There's nothing semantically useful about a match ID.
If you instead made your lobby
field a HashMap<String, MatchId>
, then whenever you get an event from a known player, you can lookup the match they are in from the lobby map and use that to lookup other data about the match (such as the other players) via the matches
field (assuming that was also changed to be a hashmap as described in my previous comment).
I don't think there is a good way of having references within the same struct, but you could store reference counted matches:
matches: Vec<Rc<Match>>,
players: HashMap<String, Rc<Match>>,
You would still have to make sure that the players
map is updated, maybe weak references are useful there.

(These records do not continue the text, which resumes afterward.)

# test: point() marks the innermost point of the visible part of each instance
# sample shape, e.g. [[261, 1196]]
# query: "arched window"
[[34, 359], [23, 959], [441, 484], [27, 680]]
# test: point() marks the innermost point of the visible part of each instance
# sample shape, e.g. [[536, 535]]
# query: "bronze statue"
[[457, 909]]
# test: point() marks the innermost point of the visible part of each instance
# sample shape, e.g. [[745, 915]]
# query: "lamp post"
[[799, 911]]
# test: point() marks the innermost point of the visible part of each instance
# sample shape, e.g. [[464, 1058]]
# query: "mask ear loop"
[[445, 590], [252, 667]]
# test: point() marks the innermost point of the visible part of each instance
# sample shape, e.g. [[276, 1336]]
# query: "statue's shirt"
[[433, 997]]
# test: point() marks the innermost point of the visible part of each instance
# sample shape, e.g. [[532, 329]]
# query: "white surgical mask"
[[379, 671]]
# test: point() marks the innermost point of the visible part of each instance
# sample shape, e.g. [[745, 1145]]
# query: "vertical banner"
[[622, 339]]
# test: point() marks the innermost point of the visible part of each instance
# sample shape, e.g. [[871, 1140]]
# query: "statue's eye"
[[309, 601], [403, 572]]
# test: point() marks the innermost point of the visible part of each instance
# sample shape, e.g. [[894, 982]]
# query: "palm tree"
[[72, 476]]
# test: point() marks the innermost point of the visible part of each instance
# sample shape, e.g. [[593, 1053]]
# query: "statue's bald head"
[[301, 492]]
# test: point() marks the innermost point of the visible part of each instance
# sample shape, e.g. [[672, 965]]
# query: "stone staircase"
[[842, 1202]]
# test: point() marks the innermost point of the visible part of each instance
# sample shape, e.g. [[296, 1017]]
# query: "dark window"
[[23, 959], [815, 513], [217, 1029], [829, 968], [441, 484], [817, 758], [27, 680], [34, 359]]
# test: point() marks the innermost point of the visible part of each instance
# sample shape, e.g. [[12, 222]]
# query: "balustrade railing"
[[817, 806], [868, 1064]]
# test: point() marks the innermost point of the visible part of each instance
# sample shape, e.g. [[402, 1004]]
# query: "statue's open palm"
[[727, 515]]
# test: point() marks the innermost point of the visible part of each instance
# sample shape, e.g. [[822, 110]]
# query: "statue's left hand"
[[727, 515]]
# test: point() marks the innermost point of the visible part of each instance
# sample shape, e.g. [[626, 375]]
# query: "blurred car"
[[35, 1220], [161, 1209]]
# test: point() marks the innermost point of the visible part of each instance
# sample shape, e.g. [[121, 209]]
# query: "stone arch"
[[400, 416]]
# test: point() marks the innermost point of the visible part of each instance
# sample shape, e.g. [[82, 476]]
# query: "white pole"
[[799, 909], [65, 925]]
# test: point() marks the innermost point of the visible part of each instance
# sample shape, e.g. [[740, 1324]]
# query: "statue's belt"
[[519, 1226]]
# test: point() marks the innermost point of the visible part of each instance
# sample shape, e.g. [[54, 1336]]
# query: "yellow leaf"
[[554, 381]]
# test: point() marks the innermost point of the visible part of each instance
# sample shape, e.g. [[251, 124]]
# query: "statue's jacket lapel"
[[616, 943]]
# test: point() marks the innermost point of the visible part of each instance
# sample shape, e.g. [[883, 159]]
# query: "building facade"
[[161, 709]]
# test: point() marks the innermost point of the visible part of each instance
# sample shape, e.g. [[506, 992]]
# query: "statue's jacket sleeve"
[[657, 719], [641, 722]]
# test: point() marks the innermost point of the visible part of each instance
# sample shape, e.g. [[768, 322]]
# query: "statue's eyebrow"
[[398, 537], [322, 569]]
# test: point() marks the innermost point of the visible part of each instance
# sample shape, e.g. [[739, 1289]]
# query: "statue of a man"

Maybe you could also consider storing the players of a match in the match itself, not outside.
Thanks, the RC is a possible approach. It seems to violate DRY a bit but maybe there's no way around it.
The reason I had the players outside the match is that I need them there anyway, because when I get a player action I need to check in which match they are, who are their opponent(s) and so on. So even if they're in, they'll have to be out too as there are concurrent matches and the player actions come all through the same network stream.